When the vines and leaves are in the pot, water is poured in until it just covers the plant material entirely.
At this point the pot is put over a fire and brought to a boil. Cooking times vary greatly as do cooking temperatures, controlled by the size of the fire, but the goal is the same: to reduce the water in the pot while absorbing the medicinal essences of the plants being cooked. A strong boil with a large fire requires less time to prepare than a small fire, which can take days. Again, singing of healing icaros often accompanies the preparation to ensure its potency and healing power.
When the curandero feels the brew has cooked long enough, the water is removed from the pot, leaving the plant material. Usually, more water is added to the plant material and the boiling process is repeated. This procedure may be done several times with the same plant material. Each reduction increases the strength of the final brew because more medicine is extracted each time and more liquid is produced for the last reduction, which is done without plant material.
Once all the reductions are done, the liquid is combined and put back on the fire to reduce it further. At this point, the curandero will soplay the brew and may put one or more mapachos in as well. The reduction is the final step in the cooking process and determines the strength of each dose. Therefore, the curandero watches carefully as the liquid is reduced, making sure that it is at the strength he/she desires. The curandero stay with the brew the entire time during its preparation.
The curandero communicates with the brew throughout the lengthy process by praying, singing, and soplaying with or without mapacho smoke.
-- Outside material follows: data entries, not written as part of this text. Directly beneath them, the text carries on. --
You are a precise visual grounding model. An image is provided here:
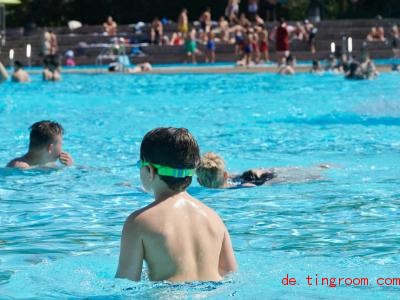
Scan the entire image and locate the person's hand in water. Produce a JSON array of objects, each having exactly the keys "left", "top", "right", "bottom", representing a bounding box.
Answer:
[{"left": 59, "top": 152, "right": 74, "bottom": 166}]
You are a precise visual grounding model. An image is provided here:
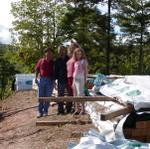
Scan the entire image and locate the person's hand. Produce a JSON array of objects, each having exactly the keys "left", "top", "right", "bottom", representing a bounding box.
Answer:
[
  {"left": 35, "top": 78, "right": 39, "bottom": 86},
  {"left": 53, "top": 80, "right": 57, "bottom": 90}
]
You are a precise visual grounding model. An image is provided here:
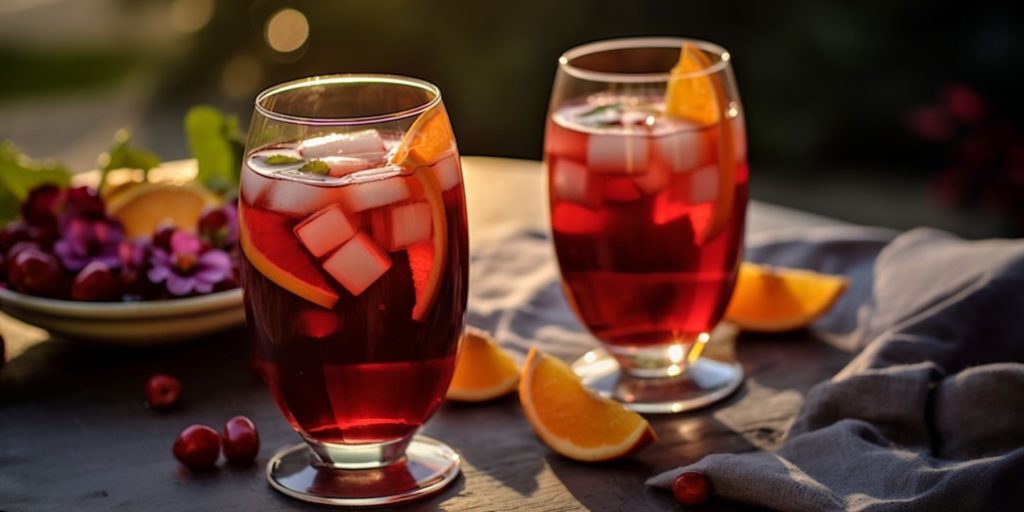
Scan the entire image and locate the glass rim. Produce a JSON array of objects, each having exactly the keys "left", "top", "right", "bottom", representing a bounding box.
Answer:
[
  {"left": 558, "top": 37, "right": 731, "bottom": 83},
  {"left": 254, "top": 73, "right": 442, "bottom": 126}
]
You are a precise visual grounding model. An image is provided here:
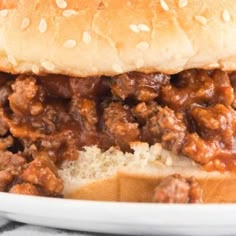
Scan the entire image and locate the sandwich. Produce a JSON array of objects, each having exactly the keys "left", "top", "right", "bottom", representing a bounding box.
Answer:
[{"left": 0, "top": 0, "right": 236, "bottom": 203}]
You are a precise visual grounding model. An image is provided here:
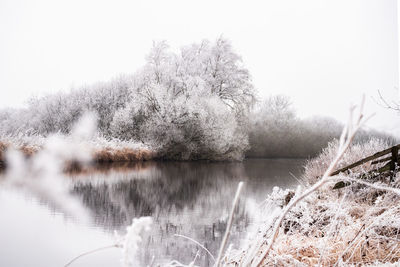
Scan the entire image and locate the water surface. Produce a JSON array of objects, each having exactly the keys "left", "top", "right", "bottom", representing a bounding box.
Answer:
[{"left": 0, "top": 159, "right": 304, "bottom": 267}]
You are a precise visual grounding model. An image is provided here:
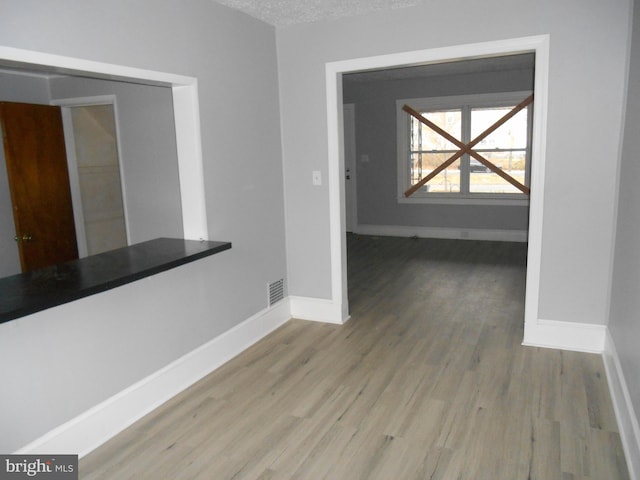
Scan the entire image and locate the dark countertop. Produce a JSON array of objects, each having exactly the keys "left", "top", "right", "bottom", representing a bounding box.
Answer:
[{"left": 0, "top": 237, "right": 231, "bottom": 324}]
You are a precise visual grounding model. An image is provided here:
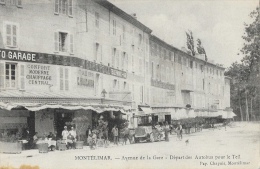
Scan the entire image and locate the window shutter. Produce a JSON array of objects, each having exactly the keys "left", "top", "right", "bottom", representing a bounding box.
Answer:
[
  {"left": 85, "top": 10, "right": 88, "bottom": 32},
  {"left": 111, "top": 48, "right": 115, "bottom": 67},
  {"left": 70, "top": 34, "right": 73, "bottom": 54},
  {"left": 6, "top": 24, "right": 11, "bottom": 46},
  {"left": 0, "top": 0, "right": 5, "bottom": 4},
  {"left": 12, "top": 25, "right": 17, "bottom": 47},
  {"left": 16, "top": 0, "right": 22, "bottom": 7},
  {"left": 100, "top": 45, "right": 103, "bottom": 62},
  {"left": 19, "top": 64, "right": 25, "bottom": 90},
  {"left": 0, "top": 63, "right": 5, "bottom": 90},
  {"left": 68, "top": 0, "right": 73, "bottom": 17},
  {"left": 54, "top": 0, "right": 59, "bottom": 14},
  {"left": 65, "top": 68, "right": 69, "bottom": 91},
  {"left": 60, "top": 67, "right": 64, "bottom": 90},
  {"left": 54, "top": 32, "right": 59, "bottom": 52}
]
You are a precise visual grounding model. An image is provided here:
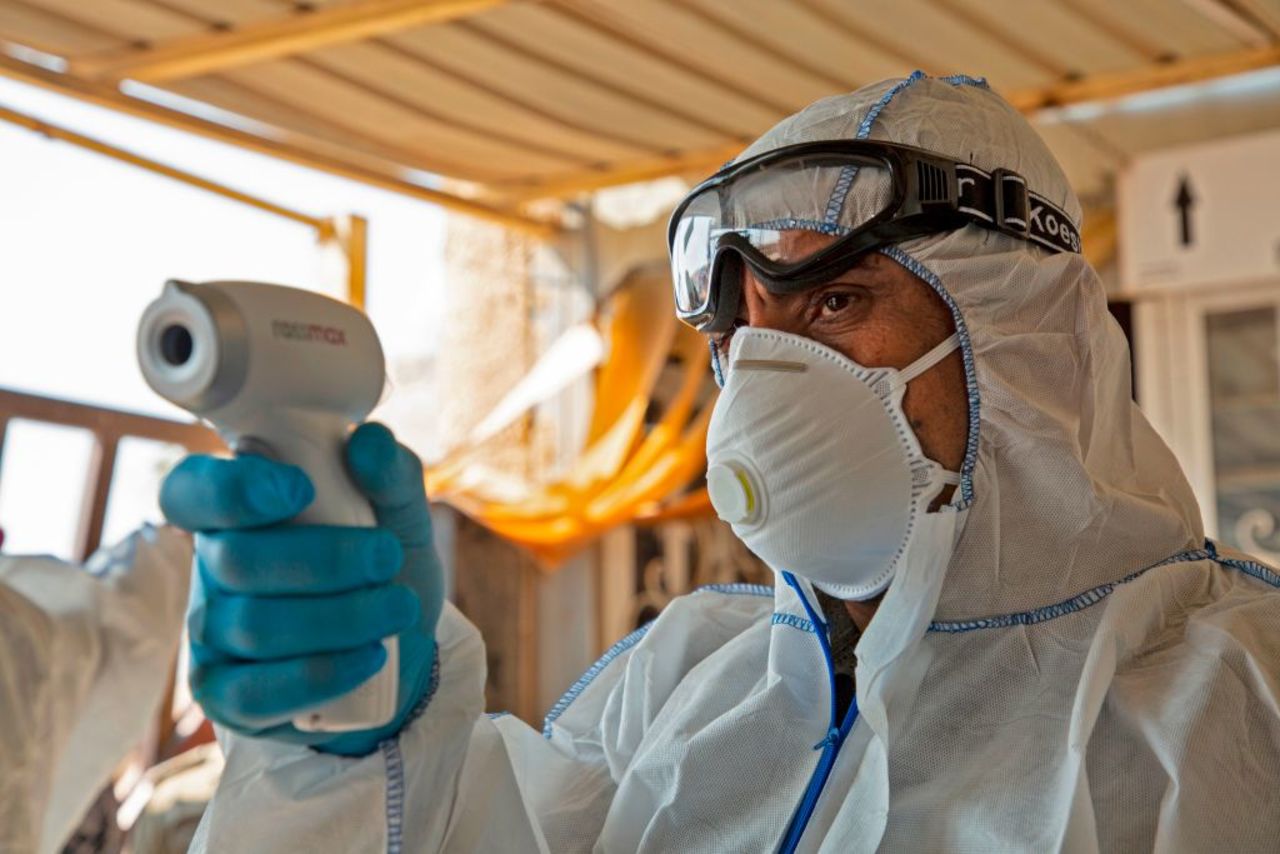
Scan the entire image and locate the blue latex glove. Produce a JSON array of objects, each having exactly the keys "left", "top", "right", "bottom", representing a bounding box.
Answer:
[{"left": 160, "top": 422, "right": 444, "bottom": 756}]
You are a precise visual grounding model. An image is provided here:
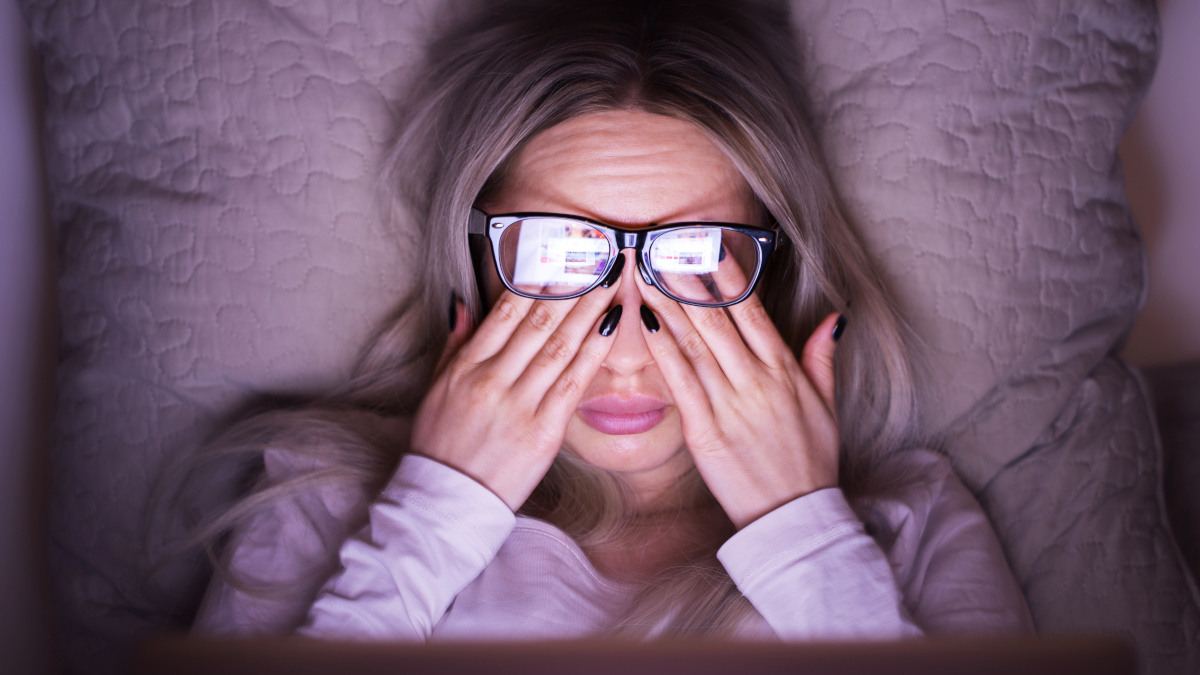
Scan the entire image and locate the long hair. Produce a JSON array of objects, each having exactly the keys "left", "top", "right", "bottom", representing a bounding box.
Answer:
[{"left": 166, "top": 0, "right": 923, "bottom": 638}]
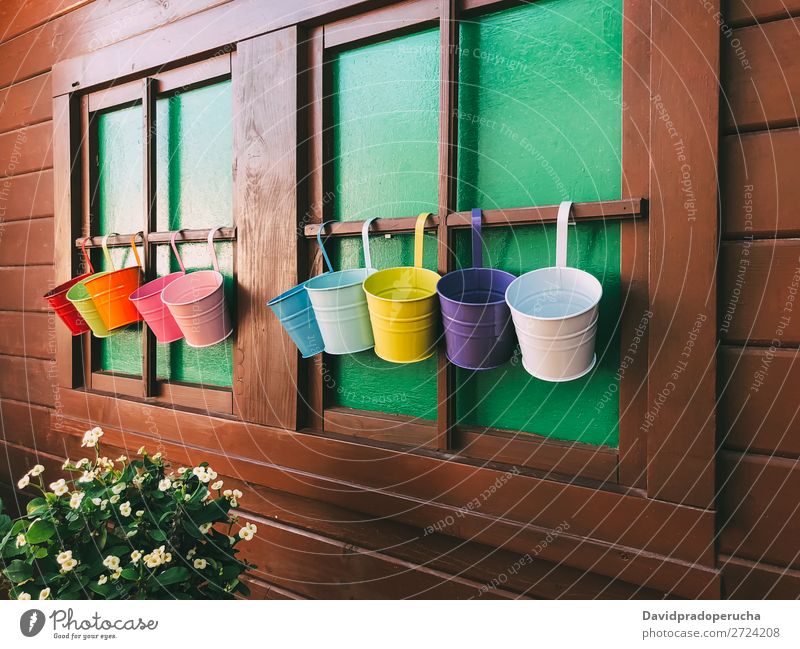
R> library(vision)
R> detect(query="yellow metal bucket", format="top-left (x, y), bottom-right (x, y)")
top-left (363, 212), bottom-right (440, 363)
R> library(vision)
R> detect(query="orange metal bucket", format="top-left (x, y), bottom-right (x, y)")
top-left (84, 232), bottom-right (143, 331)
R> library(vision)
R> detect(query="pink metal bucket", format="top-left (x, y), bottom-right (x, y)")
top-left (161, 228), bottom-right (233, 348)
top-left (129, 230), bottom-right (186, 343)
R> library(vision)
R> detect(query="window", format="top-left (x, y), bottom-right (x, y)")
top-left (79, 61), bottom-right (235, 413)
top-left (303, 0), bottom-right (644, 481)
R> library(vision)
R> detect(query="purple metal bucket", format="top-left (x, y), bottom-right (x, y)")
top-left (437, 209), bottom-right (516, 370)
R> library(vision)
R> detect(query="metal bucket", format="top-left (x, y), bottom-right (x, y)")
top-left (129, 230), bottom-right (186, 344)
top-left (84, 232), bottom-right (143, 331)
top-left (44, 237), bottom-right (95, 336)
top-left (437, 209), bottom-right (516, 370)
top-left (363, 212), bottom-right (440, 363)
top-left (305, 218), bottom-right (378, 355)
top-left (161, 228), bottom-right (233, 348)
top-left (268, 281), bottom-right (325, 358)
top-left (505, 201), bottom-right (602, 382)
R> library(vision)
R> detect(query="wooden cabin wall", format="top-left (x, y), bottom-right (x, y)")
top-left (0, 0), bottom-right (680, 600)
top-left (718, 0), bottom-right (800, 598)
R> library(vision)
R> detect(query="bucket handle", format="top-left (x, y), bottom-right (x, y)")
top-left (207, 228), bottom-right (225, 273)
top-left (80, 237), bottom-right (95, 274)
top-left (100, 233), bottom-right (117, 271)
top-left (414, 212), bottom-right (433, 269)
top-left (556, 201), bottom-right (574, 268)
top-left (130, 231), bottom-right (144, 270)
top-left (361, 216), bottom-right (379, 270)
top-left (169, 230), bottom-right (187, 273)
top-left (471, 208), bottom-right (483, 269)
top-left (315, 221), bottom-right (335, 274)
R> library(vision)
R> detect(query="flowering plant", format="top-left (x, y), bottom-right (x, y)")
top-left (0, 427), bottom-right (256, 600)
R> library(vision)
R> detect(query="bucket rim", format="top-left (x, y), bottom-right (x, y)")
top-left (181, 325), bottom-right (234, 349)
top-left (65, 271), bottom-right (112, 303)
top-left (522, 353), bottom-right (597, 383)
top-left (505, 266), bottom-right (602, 321)
top-left (437, 267), bottom-right (516, 307)
top-left (363, 266), bottom-right (441, 304)
top-left (373, 347), bottom-right (437, 364)
top-left (44, 272), bottom-right (94, 300)
top-left (305, 267), bottom-right (373, 293)
top-left (130, 271), bottom-right (185, 302)
top-left (267, 279), bottom-right (309, 307)
top-left (161, 270), bottom-right (224, 307)
top-left (84, 265), bottom-right (141, 287)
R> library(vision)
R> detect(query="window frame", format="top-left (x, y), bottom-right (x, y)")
top-left (302, 0), bottom-right (650, 487)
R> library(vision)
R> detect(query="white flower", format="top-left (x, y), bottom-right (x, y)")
top-left (164, 553), bottom-right (172, 563)
top-left (77, 470), bottom-right (96, 484)
top-left (17, 592), bottom-right (31, 600)
top-left (230, 499), bottom-right (238, 508)
top-left (15, 533), bottom-right (26, 548)
top-left (152, 452), bottom-right (162, 461)
top-left (116, 455), bottom-right (127, 463)
top-left (61, 558), bottom-right (78, 572)
top-left (192, 466), bottom-right (206, 479)
top-left (193, 558), bottom-right (207, 570)
top-left (69, 492), bottom-right (85, 509)
top-left (183, 494), bottom-right (191, 502)
top-left (158, 478), bottom-right (171, 492)
top-left (130, 550), bottom-right (142, 563)
top-left (56, 550), bottom-right (73, 565)
top-left (222, 489), bottom-right (232, 497)
top-left (177, 467), bottom-right (187, 475)
top-left (238, 522), bottom-right (257, 541)
top-left (102, 555), bottom-right (120, 571)
top-left (232, 489), bottom-right (243, 500)
top-left (29, 464), bottom-right (45, 477)
top-left (137, 446), bottom-right (146, 455)
top-left (62, 458), bottom-right (72, 469)
top-left (210, 480), bottom-right (223, 491)
top-left (38, 588), bottom-right (50, 600)
top-left (100, 499), bottom-right (108, 511)
top-left (186, 547), bottom-right (197, 559)
top-left (17, 475), bottom-right (30, 489)
top-left (199, 522), bottom-right (212, 534)
top-left (76, 458), bottom-right (89, 468)
top-left (81, 426), bottom-right (103, 447)
top-left (111, 567), bottom-right (122, 580)
top-left (206, 468), bottom-right (217, 481)
top-left (111, 482), bottom-right (126, 495)
top-left (132, 475), bottom-right (145, 488)
top-left (135, 510), bottom-right (144, 518)
top-left (119, 502), bottom-right (131, 517)
top-left (91, 497), bottom-right (102, 506)
top-left (97, 574), bottom-right (108, 585)
top-left (49, 479), bottom-right (68, 496)
top-left (109, 494), bottom-right (120, 504)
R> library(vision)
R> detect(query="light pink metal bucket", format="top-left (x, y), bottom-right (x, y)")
top-left (128, 230), bottom-right (186, 343)
top-left (161, 228), bottom-right (233, 348)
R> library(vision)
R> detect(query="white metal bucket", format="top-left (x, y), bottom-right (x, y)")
top-left (305, 218), bottom-right (378, 355)
top-left (505, 201), bottom-right (602, 382)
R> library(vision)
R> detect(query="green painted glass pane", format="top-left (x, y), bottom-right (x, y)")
top-left (454, 0), bottom-right (623, 446)
top-left (327, 29), bottom-right (440, 419)
top-left (154, 81), bottom-right (234, 388)
top-left (96, 104), bottom-right (143, 376)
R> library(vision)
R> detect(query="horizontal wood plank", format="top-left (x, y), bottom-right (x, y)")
top-left (0, 169), bottom-right (53, 221)
top-left (0, 265), bottom-right (53, 312)
top-left (720, 553), bottom-right (800, 598)
top-left (0, 74), bottom-right (51, 135)
top-left (0, 122), bottom-right (53, 177)
top-left (725, 0), bottom-right (800, 26)
top-left (718, 346), bottom-right (800, 456)
top-left (720, 128), bottom-right (800, 237)
top-left (324, 0), bottom-right (438, 49)
top-left (722, 18), bottom-right (800, 131)
top-left (324, 407), bottom-right (438, 448)
top-left (0, 217), bottom-right (55, 266)
top-left (0, 311), bottom-right (54, 359)
top-left (0, 399), bottom-right (53, 453)
top-left (0, 0), bottom-right (92, 45)
top-left (0, 354), bottom-right (56, 406)
top-left (719, 451), bottom-right (800, 569)
top-left (719, 240), bottom-right (800, 344)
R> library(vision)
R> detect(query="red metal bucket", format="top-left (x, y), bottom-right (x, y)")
top-left (43, 237), bottom-right (95, 336)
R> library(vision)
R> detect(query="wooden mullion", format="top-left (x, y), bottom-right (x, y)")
top-left (79, 94), bottom-right (93, 390)
top-left (142, 77), bottom-right (158, 397)
top-left (435, 0), bottom-right (458, 451)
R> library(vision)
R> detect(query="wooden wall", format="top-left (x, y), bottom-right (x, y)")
top-left (718, 0), bottom-right (800, 598)
top-left (0, 0), bottom-right (677, 599)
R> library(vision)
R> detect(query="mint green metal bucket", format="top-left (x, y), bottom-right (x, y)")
top-left (305, 218), bottom-right (377, 355)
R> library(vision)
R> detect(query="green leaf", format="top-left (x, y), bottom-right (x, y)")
top-left (155, 566), bottom-right (189, 586)
top-left (121, 567), bottom-right (139, 581)
top-left (181, 518), bottom-right (203, 540)
top-left (235, 581), bottom-right (251, 597)
top-left (26, 497), bottom-right (48, 516)
top-left (4, 559), bottom-right (33, 583)
top-left (149, 528), bottom-right (167, 542)
top-left (33, 546), bottom-right (48, 559)
top-left (26, 519), bottom-right (55, 543)
top-left (0, 513), bottom-right (11, 536)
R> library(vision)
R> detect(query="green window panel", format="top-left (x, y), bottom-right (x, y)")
top-left (95, 81), bottom-right (233, 388)
top-left (327, 29), bottom-right (440, 420)
top-left (454, 0), bottom-right (623, 445)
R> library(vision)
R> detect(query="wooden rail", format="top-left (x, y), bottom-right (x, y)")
top-left (303, 198), bottom-right (646, 238)
top-left (75, 226), bottom-right (236, 248)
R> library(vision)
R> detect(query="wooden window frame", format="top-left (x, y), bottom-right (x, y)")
top-left (302, 0), bottom-right (650, 488)
top-left (51, 0), bottom-right (718, 512)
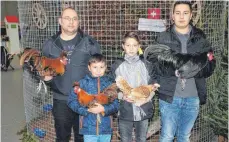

A batch of ayahuasca not only contains the spirit of the plant ingredients, but also the power of the curandero who made the medicine. From beginning to end, the process to make two liters of ayahuasca is at least six hours, but can be much longer if the fire is not as big or if the curandero does several reductions.
When the brew if finally done cooking, it is taken off the fire to cool. Dozens of liters of water are reduced into one or two liters of prepared medicine. The ayahuasca vine segments may then be saved and used for another batch of ayahuasca. The leaves are returned back to nature, ‘thrown away,’ so to speak. Often times while the brew is cooling, multi-colored patterns, or ‘visions,’ form on the surface of the ayahuasca, most likely from the oils in the medicine.
The final step, when the brew has cooled, is to filter the medicine to remove any remaining plant material. This is often done with a fine cloth or even a shirt. The curandero then says a final prayer over the medicine to bless it. The brown liquid is then put into a bottle to save for the ceremony.
Ayahuasca will keep for several weeks before fermenting. Even when it ferments, it still has effect, and can be reheated to reverse the fermentation.
There are many variants to this method, according to the different traditions, but these are the basics of making the sacred medicine ayahuasca. While the ingredients and preparation are important aspects, the role of the curandero should not be underestimated.
The effects of ayahuasca often have more to do with the person drinking it and the person leading the ceremony than the preparation of the medicine. Many times in a ceremony, someone will have amazing visions while someone else who drank the exact same ayahuasca in the same ceremony will have none, thus proving that the qualities of each individual determines the power of the brew. Also, there are many cases when two or more people lead a ceremony and everyone experiences much more powerful visions and feelings when a particular curandero is singing or leading the ceremony than the other(s). Because it is such a spiritual experience, ayahuasca cannot be understood merely with a chemical perspective, but requires a spiritual viewpoint as well.